Very nice! I looked at them from several perspectives, and saw some neat things. I like that you have curated commentary on each item, and included (I think) referrer links to Amazon. I was pleasantly surprised to be asked if I wanted to be reminded about something -- not sure what triggered that, but it was cool. I'm going to try using this for my amazon wishlist-creation. ;)
It looks very nice. Would you be willing to write about the tech stack you used for this?
Thanks for the kind words :). I am very happy to see that the care I put into the site is being noticed.
I used MEAN Stack to build this:
Express / Node / Mongo / Angular.
I knew Express, Node and Mongo from before, I started this project in order to see what Angular was all about.
While learning a new technology, I always think about what to build while learning.
My wife had said that it's always hard for her to pick gift for guys. So I decided to build this for poeple like her, to make the process a little simpler.
The subscription modal comes up only once (for now) after you succesfuly paginate 3 times, (View about 60 items).
It'd also be cool if the ages actually meant something. I noticed that 90% of the items are the same, whether I picked "son", "father", or "grandfather." Do you really think my grandfather would want a nerf gun? :)
I am glad that this list isn't just your standard alcohol, knives, and golf equipment list that heavily dominates men's gift lists.
You are right, there are a lot of repitition. But you will see that what comes up as "Grandson" may come up as "Maybe not a good idea" in the "Best Guess" description.
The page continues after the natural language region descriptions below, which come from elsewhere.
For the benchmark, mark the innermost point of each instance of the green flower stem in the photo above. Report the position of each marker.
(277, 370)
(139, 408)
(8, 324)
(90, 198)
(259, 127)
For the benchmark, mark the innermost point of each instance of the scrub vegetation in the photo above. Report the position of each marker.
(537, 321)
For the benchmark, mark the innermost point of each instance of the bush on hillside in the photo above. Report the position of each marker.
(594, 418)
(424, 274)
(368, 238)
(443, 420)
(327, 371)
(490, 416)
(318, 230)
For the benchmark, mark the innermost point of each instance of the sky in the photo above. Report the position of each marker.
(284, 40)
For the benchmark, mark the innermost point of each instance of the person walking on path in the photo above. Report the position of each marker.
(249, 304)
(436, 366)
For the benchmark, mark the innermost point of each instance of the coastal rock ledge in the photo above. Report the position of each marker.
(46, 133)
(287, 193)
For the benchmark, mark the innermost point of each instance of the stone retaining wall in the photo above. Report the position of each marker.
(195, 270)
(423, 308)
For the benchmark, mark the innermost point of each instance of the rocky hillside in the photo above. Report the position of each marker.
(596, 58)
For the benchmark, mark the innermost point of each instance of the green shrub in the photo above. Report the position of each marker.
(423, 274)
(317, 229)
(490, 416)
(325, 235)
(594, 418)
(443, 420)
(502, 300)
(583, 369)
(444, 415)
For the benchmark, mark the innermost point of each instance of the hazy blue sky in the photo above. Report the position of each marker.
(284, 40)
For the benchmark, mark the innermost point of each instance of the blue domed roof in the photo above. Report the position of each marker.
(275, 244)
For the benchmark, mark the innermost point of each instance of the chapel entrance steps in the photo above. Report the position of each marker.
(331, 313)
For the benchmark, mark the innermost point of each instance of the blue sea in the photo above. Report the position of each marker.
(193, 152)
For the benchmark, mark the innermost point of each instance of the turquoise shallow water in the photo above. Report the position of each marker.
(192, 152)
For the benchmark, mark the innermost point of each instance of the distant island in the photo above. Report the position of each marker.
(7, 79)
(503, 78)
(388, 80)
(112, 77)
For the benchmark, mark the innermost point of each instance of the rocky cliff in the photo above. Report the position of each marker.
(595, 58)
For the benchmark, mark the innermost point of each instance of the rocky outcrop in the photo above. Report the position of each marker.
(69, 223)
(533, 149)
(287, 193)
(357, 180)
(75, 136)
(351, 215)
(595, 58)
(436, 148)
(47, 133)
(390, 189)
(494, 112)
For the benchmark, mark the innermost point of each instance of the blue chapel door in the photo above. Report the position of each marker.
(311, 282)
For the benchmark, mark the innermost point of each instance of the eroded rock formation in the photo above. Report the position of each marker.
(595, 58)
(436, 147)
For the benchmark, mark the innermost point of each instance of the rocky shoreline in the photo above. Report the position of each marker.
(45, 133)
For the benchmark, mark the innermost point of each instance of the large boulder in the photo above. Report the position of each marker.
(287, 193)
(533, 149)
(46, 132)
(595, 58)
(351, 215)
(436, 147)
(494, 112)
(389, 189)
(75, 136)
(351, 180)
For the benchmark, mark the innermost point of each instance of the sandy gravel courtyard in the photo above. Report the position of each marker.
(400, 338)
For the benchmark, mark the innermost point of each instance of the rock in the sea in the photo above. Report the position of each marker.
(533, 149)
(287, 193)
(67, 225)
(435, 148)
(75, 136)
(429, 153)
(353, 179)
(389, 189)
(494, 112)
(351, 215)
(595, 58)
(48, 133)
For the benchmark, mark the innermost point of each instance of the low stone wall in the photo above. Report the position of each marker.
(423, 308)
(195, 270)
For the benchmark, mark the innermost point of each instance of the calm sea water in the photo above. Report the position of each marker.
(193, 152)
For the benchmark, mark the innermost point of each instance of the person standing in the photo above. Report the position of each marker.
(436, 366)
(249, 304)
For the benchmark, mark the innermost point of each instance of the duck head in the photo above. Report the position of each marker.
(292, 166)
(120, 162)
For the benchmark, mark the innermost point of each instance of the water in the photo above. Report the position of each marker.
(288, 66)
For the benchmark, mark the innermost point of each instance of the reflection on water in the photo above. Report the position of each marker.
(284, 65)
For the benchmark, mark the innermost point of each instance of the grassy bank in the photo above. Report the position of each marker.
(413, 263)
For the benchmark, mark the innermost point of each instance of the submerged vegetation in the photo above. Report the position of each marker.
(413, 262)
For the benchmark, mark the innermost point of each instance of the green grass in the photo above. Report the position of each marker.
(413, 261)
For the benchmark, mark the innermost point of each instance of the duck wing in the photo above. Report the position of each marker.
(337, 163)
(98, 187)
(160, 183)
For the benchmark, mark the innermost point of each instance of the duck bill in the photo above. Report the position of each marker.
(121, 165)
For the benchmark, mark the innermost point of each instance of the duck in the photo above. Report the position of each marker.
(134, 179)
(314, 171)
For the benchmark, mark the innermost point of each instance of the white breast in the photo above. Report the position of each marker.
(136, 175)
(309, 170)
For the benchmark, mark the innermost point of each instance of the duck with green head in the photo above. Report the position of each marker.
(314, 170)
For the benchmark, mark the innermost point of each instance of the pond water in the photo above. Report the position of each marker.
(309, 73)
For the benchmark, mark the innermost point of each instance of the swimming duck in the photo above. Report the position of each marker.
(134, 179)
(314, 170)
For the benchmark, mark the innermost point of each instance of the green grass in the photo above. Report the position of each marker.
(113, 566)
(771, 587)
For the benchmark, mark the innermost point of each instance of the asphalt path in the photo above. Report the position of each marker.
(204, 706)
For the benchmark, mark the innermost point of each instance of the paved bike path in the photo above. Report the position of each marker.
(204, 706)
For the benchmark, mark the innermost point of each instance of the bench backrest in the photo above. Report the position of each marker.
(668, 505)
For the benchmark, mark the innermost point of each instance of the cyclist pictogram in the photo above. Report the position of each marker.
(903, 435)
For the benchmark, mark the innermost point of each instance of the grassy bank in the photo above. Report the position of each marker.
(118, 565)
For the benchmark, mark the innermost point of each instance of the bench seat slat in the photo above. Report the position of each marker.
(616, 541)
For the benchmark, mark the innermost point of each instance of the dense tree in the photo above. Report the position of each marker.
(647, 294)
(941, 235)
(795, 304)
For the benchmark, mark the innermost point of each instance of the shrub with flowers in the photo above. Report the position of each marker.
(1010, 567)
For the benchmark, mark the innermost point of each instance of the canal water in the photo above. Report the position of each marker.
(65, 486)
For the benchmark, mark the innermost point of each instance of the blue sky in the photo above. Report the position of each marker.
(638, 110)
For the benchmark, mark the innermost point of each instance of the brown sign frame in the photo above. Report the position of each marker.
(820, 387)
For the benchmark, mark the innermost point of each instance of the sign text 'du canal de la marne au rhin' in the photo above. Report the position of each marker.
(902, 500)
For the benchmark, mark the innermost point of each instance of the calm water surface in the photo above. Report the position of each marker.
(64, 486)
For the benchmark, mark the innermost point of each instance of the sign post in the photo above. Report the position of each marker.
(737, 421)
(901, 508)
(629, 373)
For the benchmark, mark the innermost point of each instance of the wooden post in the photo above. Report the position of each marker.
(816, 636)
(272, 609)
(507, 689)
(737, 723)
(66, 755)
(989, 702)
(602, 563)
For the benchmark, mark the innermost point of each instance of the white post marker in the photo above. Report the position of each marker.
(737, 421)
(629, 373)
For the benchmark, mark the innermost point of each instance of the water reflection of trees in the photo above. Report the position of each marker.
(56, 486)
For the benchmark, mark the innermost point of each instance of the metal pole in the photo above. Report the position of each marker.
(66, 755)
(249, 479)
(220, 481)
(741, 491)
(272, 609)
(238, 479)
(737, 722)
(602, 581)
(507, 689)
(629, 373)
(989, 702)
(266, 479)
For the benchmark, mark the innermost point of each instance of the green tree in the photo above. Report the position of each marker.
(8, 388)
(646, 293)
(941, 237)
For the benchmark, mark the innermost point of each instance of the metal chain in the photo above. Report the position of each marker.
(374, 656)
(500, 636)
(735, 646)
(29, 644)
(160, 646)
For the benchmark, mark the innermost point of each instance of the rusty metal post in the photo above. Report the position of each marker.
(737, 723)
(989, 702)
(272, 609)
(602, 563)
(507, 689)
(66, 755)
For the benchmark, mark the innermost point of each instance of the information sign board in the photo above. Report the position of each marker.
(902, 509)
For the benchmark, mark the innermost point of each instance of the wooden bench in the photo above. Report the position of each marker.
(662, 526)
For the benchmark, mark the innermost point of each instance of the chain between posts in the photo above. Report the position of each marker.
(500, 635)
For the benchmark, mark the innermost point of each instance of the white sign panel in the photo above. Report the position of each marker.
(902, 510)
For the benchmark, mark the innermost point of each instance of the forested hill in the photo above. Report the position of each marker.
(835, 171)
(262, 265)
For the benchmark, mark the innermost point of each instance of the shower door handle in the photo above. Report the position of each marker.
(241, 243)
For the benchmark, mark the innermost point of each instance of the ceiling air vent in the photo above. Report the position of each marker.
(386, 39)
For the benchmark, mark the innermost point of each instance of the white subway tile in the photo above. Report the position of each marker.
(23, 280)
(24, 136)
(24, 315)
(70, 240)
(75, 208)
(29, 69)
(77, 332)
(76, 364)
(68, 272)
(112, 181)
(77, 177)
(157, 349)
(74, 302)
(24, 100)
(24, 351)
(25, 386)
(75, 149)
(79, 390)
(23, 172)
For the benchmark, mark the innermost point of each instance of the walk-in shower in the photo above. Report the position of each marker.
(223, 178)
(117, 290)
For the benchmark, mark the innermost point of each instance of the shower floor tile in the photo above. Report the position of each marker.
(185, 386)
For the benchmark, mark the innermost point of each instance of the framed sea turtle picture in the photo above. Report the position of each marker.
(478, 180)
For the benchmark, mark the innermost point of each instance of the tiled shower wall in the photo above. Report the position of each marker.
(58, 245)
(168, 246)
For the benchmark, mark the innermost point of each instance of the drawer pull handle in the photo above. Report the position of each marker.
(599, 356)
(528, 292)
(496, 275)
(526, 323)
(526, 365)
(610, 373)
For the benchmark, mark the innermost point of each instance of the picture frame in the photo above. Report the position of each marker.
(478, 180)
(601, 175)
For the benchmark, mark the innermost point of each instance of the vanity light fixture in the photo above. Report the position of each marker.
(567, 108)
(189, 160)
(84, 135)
I basically ranked each item from 0 (don't show) to 10 (Best match) for each relationship. So the more you scroll down, you may start seeing some meh results for that particular relationship.
Because every person is unique I have a hard time completely dismissing something (rank as 0) for a particular relationship.
I have plans to add a lot more products. When the total product count reaches more than 300, I think this problem of seeing duplicate results will reduce by a good margin.
In that case, a clearer way of doing that might be to separate the rank 0s into its own section on the same page. "For Grandpa:" and something more bland like "Other Exciting Items" or something like that. That way, as I'm scrolling down, I see a clear break between what's for Grandpa, and what's probably not going to interest him, but is there "just in case."
If this is worth the time investment, I would be happy to make a sister site :)
Thanks for the suggestion. Until now, I just went with my hunch the whole way. Now that it's launched, I can make some iterations based on actually learning from users.
It be cool if the gifts weren't so centered on nerd culture, I personally didn't see anything I'd be excited to get. Maybe you could add interest filters?
Thanks for the feedback. I planned to do an interest filter in the beginning but decided I would get the first batch of feedback without it while keeping UX as simple as possible.
It might be cool if you had the same UI but instead of who the person is in terms of their relation to you, different archetypes, ie. The Gamer, The Cook, The Farmer, The Fashionister (is that a word?), etc.
First off, awesome site. I read the background on why you created this so take this with a grain of salt :)
Using new routes for each relationship selection would be cool so that I can press the back button to return to the awesome landing page (I did see you had a return button but it took me a bit too long to see it).
Cool idea regardless! I spend way too much time browsing thinkgeek around the holidays for each member of the family.
You are right, now that I think about it, hitting back while you are browsing product should totally bring you back to the homepage, I just never thought of the scenario.
The fact that you mentioned awesome landing page makes me extra happy. I hand drew the pixel arts myself and had a lot of fun doing it :D
It looks very nice. Would you be willing to write about the tech stack you used for this?